Il nuovo stadio di calcio sito presso Tor di Valle ex centro ippico ormai in disuso è voluto dalla squadra di calcio della Roma A.S. Quindi una società privata. Ma fin dall’inizio vi è sospetto gravissimo intorno alla vicenda
Il pm Mario Dovinola e il procuratore aggiunto Nello Rossi stanno lavorando per accertare se il prezzo del terreno sia congruo oppure se la cessione del terreno dai Papalia ( originari proprietari dei terreni) proprietario della Sias, poi fallita al gruppo di Parnasi sia stata la conseguenza di una distrazione di fondi legata alla bancarotta Il centro dell’inchiesta è proprio l’incrocio tra il fallimento della Sais e la vendita del terreno di Tor di Valle a Eurnova e quindi a Parnasi. L’atto con cui il 25 giugno 2013 Eurnova ha comprato il terreno dell’ex Ippodromo per 42 milioni di euro.
Quindi già la vicenda non è partita con i migliori auspici di trasparenza e legalità.
Ma la giunta e Marino ci hanno messo il carico a bastoni.
Sospetti più che fondati fanno ritenere una errata applicazione del “contributo straordinario”, da parte del Comune . Questo contributo viene elargito dall’ente pubblico seconda la regola stabilita dal PRG( piano di regolamento edilizio) in base alla quale “il 66% dei plusvalori immobiliari generati da una trasformazione di suolo pubblico, tornino alla città. Con queste risorse, stabilisce il PRG, si devono realizzare opere pubbliche che migliorino la vita dei cittadini“. E’ questa la regola che ha consentito ai vecchi e nuovi amministratori il sacco di Roma moderno. Interi quartieri nati dal nulla e costruiti intorno a centri commerciali con espropri di terreni a costo irrisorio e ceduti alle società costruttrici in cambio di opere di urbanizzazionie e opere pubbliche. I quartieri sono nati, cosi le opere di residenziali, i centri commerciali, ma di opere pubbliche nemmeno l’ombra.
Qui invece fin dall’inizio viene compiuto lo scempio.
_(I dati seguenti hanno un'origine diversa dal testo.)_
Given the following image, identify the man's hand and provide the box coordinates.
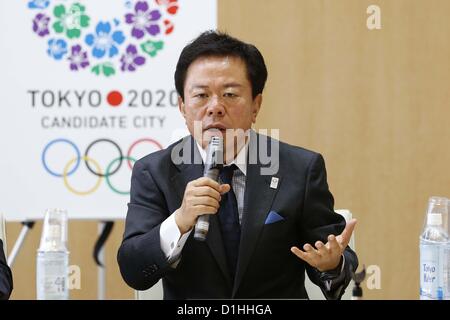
[175,177,230,234]
[291,219,356,272]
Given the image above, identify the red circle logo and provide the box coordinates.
[106,91,123,107]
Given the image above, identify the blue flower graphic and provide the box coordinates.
[85,22,125,59]
[28,0,50,9]
[47,39,67,60]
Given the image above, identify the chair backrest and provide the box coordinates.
[135,209,355,300]
[305,209,355,300]
[0,212,7,255]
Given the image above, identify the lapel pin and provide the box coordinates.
[270,177,280,189]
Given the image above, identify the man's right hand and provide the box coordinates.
[175,177,230,234]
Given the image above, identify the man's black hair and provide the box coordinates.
[175,30,267,100]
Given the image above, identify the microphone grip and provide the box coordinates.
[194,168,219,241]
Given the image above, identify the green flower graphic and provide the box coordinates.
[141,40,164,57]
[53,3,90,39]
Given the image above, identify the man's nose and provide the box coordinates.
[207,96,225,117]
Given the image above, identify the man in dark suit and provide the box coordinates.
[0,239,13,300]
[118,31,358,299]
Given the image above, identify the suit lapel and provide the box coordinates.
[232,132,282,297]
[172,137,232,286]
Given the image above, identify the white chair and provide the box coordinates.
[135,209,355,300]
[305,209,355,300]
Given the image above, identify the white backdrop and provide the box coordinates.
[0,0,217,220]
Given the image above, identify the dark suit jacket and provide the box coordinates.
[118,132,358,299]
[0,239,13,300]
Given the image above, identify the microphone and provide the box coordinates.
[194,136,223,241]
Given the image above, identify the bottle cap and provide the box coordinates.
[427,213,442,226]
[38,209,67,251]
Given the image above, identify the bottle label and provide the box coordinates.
[36,253,69,300]
[420,245,443,300]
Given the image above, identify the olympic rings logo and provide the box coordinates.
[41,138,163,196]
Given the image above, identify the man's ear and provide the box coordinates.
[252,93,262,123]
[178,96,186,119]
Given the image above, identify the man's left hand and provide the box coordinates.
[291,219,356,272]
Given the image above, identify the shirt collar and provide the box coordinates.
[195,131,250,176]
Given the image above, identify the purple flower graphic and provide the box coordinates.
[33,13,50,37]
[120,44,145,71]
[68,45,89,71]
[125,1,161,39]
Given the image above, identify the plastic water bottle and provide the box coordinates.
[36,209,69,300]
[420,197,449,300]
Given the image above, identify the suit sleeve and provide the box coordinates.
[301,154,358,299]
[117,161,171,290]
[0,239,13,300]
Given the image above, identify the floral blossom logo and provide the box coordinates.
[28,0,179,77]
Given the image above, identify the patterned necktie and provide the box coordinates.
[219,164,241,279]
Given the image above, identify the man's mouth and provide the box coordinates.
[203,124,227,134]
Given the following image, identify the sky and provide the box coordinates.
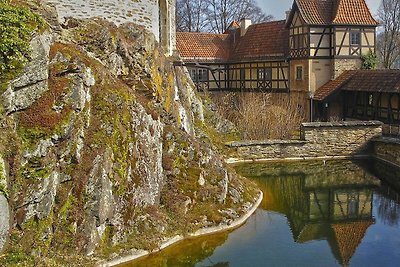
[256,0,381,19]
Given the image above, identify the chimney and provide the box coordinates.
[285,9,292,22]
[240,18,251,36]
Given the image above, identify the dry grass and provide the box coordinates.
[210,92,304,140]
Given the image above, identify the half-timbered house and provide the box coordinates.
[314,70,400,125]
[177,0,378,120]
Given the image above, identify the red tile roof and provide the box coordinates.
[332,0,378,25]
[314,71,354,101]
[295,0,333,25]
[176,32,232,62]
[293,0,378,26]
[314,70,400,101]
[341,70,400,93]
[177,20,289,62]
[231,20,289,61]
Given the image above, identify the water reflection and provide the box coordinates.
[119,232,229,267]
[119,161,400,267]
[237,161,400,266]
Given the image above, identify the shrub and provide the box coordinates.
[210,92,304,140]
[0,0,44,83]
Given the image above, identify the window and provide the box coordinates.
[350,32,361,45]
[296,66,303,80]
[198,69,208,82]
[257,68,272,81]
[368,94,374,106]
[189,69,208,82]
[240,69,246,81]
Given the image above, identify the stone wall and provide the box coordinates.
[42,0,176,54]
[373,137,400,166]
[229,121,382,162]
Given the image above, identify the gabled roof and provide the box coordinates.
[314,71,355,101]
[176,32,233,62]
[341,70,400,93]
[294,0,333,25]
[176,20,289,62]
[231,20,289,61]
[332,0,378,25]
[314,70,400,101]
[289,0,378,26]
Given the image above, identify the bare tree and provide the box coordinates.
[206,0,272,33]
[176,0,208,32]
[176,0,272,33]
[378,0,400,69]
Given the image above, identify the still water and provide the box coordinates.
[124,161,400,267]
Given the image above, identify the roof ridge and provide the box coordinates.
[176,32,230,36]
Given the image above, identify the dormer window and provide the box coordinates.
[350,32,361,45]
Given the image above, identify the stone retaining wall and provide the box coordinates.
[228,121,382,162]
[373,137,400,166]
[42,0,176,53]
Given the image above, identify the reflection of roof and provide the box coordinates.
[296,219,374,266]
[176,32,231,62]
[296,223,329,243]
[293,0,378,25]
[329,220,374,266]
[314,70,400,101]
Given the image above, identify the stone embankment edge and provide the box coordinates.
[225,155,371,164]
[373,155,400,168]
[96,191,263,267]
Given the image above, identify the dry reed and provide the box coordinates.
[210,92,304,140]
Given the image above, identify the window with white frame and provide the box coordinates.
[296,66,303,81]
[350,32,361,45]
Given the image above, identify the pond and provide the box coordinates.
[120,161,400,266]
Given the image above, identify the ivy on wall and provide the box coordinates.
[0,0,44,84]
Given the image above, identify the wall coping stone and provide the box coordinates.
[226,139,308,147]
[301,121,383,128]
[372,136,400,145]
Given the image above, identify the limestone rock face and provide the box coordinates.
[0,194,10,252]
[3,32,53,113]
[0,4,257,266]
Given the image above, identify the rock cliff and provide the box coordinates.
[0,1,258,266]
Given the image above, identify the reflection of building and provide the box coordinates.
[242,162,380,266]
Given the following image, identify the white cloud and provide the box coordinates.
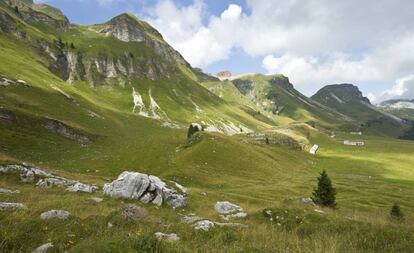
[142,0,414,99]
[221,4,242,20]
[375,75,414,102]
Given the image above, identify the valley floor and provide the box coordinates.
[0,125,414,252]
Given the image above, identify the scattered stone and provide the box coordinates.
[154,232,180,242]
[0,164,98,192]
[0,202,26,211]
[220,212,247,220]
[20,170,35,183]
[66,182,98,193]
[194,220,214,231]
[103,171,188,208]
[299,198,316,206]
[32,242,54,253]
[121,204,148,221]
[40,210,72,220]
[181,214,203,224]
[309,144,319,155]
[36,177,74,188]
[214,201,243,214]
[90,197,103,203]
[0,188,20,195]
[214,222,249,228]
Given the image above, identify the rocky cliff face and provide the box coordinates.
[312,84,371,104]
[0,0,191,86]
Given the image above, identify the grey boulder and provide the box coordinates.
[103,171,188,208]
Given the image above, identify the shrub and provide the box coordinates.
[312,170,336,208]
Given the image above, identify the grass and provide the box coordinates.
[0,2,414,252]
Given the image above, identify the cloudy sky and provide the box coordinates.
[38,0,414,102]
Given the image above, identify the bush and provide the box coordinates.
[312,170,336,208]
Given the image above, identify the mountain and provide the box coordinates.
[379,99,414,120]
[311,84,409,137]
[0,0,414,253]
[202,74,352,128]
[0,0,278,138]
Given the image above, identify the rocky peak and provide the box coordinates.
[312,83,371,104]
[269,75,293,89]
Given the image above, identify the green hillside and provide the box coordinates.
[0,0,414,252]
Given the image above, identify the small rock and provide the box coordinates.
[214,222,249,228]
[90,197,103,203]
[0,202,26,211]
[194,220,214,231]
[220,212,247,220]
[214,201,243,214]
[121,204,147,221]
[66,182,98,193]
[299,198,316,206]
[181,215,203,224]
[154,232,180,242]
[20,170,35,183]
[36,177,73,188]
[32,242,54,253]
[40,210,72,220]
[0,188,20,195]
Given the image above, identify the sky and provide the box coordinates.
[36,0,414,103]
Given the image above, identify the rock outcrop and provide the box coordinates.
[40,210,72,220]
[103,171,188,208]
[214,201,247,220]
[0,164,98,193]
[194,220,214,231]
[0,202,26,211]
[154,232,180,242]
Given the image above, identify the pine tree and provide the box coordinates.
[390,204,404,221]
[312,170,336,208]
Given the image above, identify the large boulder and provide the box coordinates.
[103,171,188,208]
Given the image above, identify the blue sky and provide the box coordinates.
[34,0,414,102]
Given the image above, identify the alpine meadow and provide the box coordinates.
[0,0,414,253]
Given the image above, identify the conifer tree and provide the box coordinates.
[312,170,336,208]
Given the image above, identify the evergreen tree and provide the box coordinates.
[187,124,200,139]
[390,204,404,221]
[312,170,336,208]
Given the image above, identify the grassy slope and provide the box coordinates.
[0,2,414,252]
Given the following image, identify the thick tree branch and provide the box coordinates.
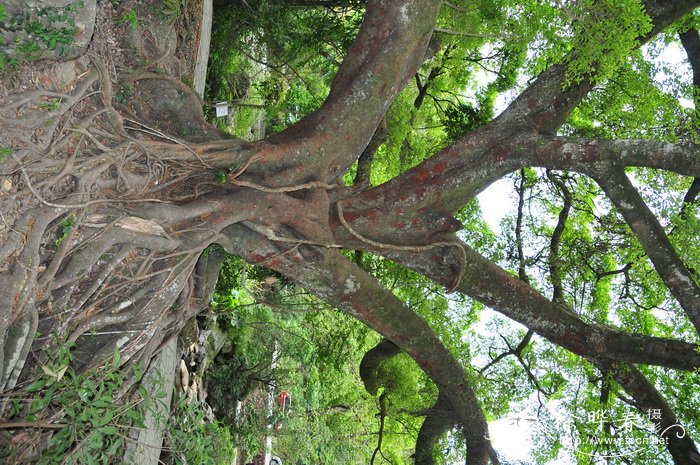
[221,225,492,465]
[249,0,440,187]
[366,244,700,370]
[528,136,700,177]
[593,359,700,465]
[596,167,700,334]
[547,171,571,305]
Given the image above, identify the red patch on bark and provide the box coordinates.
[343,211,360,223]
[433,160,447,173]
[416,169,430,182]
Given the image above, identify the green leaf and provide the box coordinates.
[27,379,46,392]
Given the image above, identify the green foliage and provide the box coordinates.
[0,1,85,71]
[160,0,187,24]
[564,0,652,83]
[1,344,152,465]
[121,7,141,30]
[56,215,76,245]
[443,102,493,139]
[165,396,236,465]
[0,146,13,163]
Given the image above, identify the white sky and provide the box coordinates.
[470,39,692,465]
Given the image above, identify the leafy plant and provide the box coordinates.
[4,344,152,465]
[160,0,187,24]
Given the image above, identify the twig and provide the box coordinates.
[124,117,211,168]
[10,152,168,209]
[0,421,68,429]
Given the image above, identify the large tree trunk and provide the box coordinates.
[0,0,700,464]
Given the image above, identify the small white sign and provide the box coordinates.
[216,102,228,117]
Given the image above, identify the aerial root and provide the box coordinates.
[336,201,467,292]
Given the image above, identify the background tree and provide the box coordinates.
[0,0,700,464]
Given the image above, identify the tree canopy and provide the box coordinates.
[0,0,700,465]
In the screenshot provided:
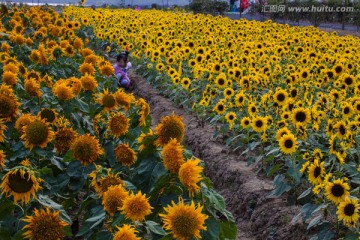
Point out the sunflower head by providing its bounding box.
[0,167,42,204]
[115,143,136,166]
[179,159,203,197]
[102,185,129,216]
[113,224,140,240]
[119,191,152,222]
[21,117,54,150]
[23,208,68,240]
[70,134,103,165]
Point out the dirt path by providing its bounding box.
[129,72,306,240]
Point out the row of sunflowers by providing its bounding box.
[0,5,237,240]
[65,7,360,237]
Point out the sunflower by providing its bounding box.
[70,134,103,165]
[334,121,349,139]
[0,85,20,120]
[0,150,6,171]
[215,73,227,88]
[181,78,191,90]
[137,98,150,126]
[341,103,354,119]
[15,114,36,131]
[113,224,141,240]
[88,167,125,198]
[155,113,185,146]
[114,89,134,111]
[79,62,95,75]
[115,143,136,167]
[240,117,251,128]
[136,129,155,151]
[159,200,208,240]
[55,128,78,154]
[80,73,98,90]
[225,112,236,129]
[279,133,298,154]
[23,208,69,240]
[251,116,267,133]
[276,127,291,141]
[213,101,226,115]
[274,89,288,106]
[102,185,129,216]
[2,71,17,86]
[224,87,234,99]
[0,167,42,204]
[96,89,117,112]
[336,197,359,227]
[24,78,42,98]
[119,191,152,222]
[21,117,54,150]
[308,159,325,185]
[292,107,311,125]
[52,82,75,101]
[38,108,57,123]
[73,37,84,49]
[179,159,203,197]
[100,64,114,76]
[108,112,129,137]
[325,179,350,205]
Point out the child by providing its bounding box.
[113,51,131,89]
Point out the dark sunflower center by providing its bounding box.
[335,66,342,73]
[172,214,196,236]
[26,120,49,145]
[314,167,321,178]
[344,203,355,216]
[8,171,34,193]
[285,139,294,148]
[331,184,345,197]
[102,95,116,108]
[255,120,264,128]
[345,77,352,85]
[295,112,306,122]
[277,93,285,102]
[40,109,55,122]
[339,125,346,135]
[0,94,16,118]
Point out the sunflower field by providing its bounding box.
[64,7,360,239]
[0,5,237,240]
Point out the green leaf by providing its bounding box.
[145,221,166,236]
[219,222,237,240]
[76,209,106,237]
[201,217,220,240]
[306,215,322,230]
[75,99,90,113]
[297,187,312,200]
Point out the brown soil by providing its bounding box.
[129,71,307,240]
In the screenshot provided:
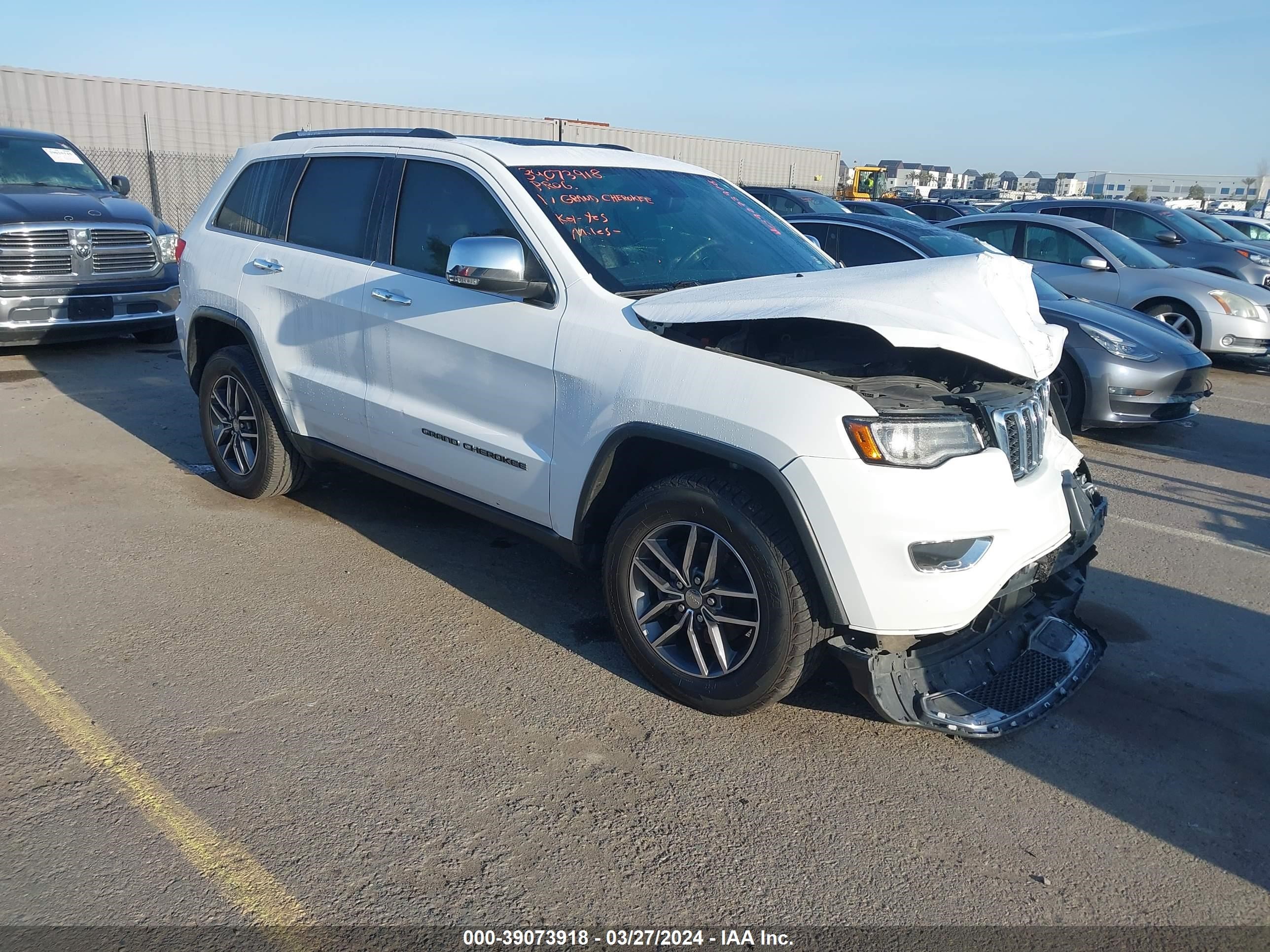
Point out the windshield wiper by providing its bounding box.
[617,280,706,300]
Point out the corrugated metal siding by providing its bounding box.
[563,122,840,194]
[0,66,558,155]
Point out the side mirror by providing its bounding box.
[446,235,547,297]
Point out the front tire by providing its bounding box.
[603,471,832,714]
[198,345,309,499]
[1049,354,1085,437]
[1144,302,1204,346]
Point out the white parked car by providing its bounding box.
[178,130,1105,736]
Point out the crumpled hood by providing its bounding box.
[634,254,1067,379]
[0,185,156,229]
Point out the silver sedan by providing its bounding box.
[945,212,1270,354]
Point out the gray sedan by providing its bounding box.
[944,212,1270,355]
[789,214,1212,429]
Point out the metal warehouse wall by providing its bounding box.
[0,66,559,155]
[562,122,840,194]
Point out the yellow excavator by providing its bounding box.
[842,165,886,202]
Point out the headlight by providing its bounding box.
[843,414,983,469]
[155,235,180,264]
[1081,324,1160,362]
[1208,291,1266,321]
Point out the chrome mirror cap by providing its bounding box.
[446,235,547,297]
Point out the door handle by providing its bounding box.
[371,288,410,305]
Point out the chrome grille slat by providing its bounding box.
[93,229,150,247]
[93,247,157,274]
[0,254,72,275]
[992,382,1049,480]
[0,229,71,251]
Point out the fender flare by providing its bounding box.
[571,423,849,624]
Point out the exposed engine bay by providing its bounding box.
[646,317,1034,415]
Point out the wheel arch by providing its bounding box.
[573,423,848,624]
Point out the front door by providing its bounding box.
[362,159,564,524]
[1023,222,1120,305]
[239,156,384,454]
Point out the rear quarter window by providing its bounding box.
[214,157,305,240]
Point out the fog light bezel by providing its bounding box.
[908,536,993,574]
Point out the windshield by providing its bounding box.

Le opere previste, soprattutto infrastrutture di trasporto (prolungamento linea B, adeguamento via Ostiense/via del Mare, nuovo ponte carrabile sul Tevere e raccordo tra autostrada Roma – Fiumicino e via Ostiense), servono a far entrare e uscire gli spettatori dallo Stadio e a rendere facilmente accessibile dall’aeroporto di Fiumicino il Business Park. Non sono a beneficio della città , ma solo a beneficio dell’opera stessa. La lettera e lo spirito del PRG sono stravolti. “Dare accessibilità allo Stadio – dicono i tecnici dell’Inu (Istituto nazionale Urbanistica) – è in questo caso un interesse anzitutto dell’investitore; l’interesse pubblico reale invece starebbe nell’utilizzare l’incremento infrastrutturale per dare accessibilità ed accrescere le dotazioni anche al resto della città“.
Attrezzare a parco urbano e di divertimenti l’ansa del Tevere, come indica il PRG, può integrarsi positivamente con la proposta del nuovo Stadio e dei servizi sportivi e di divertimento connessi, dando vita ad una porzione di viva bellezza del Parco Tevere sud, attrattore di attività sostenibili e complementari alla residenzialità dei quartieri circostanti. Ma che centrano i due mastodontici grattacieli e il centro commerciale?
Della questione e di questo Stadio di Tor di Valle ne sentiremo ancora parlare e non solo nelle cronache sportive , ma anche giudiziarie.
Ma il sindaco se ne andrà un’altra giunta si farà, nessuno pagherà (per lo scempio) e sempre il cittadino in saccoccia ce l’avrà.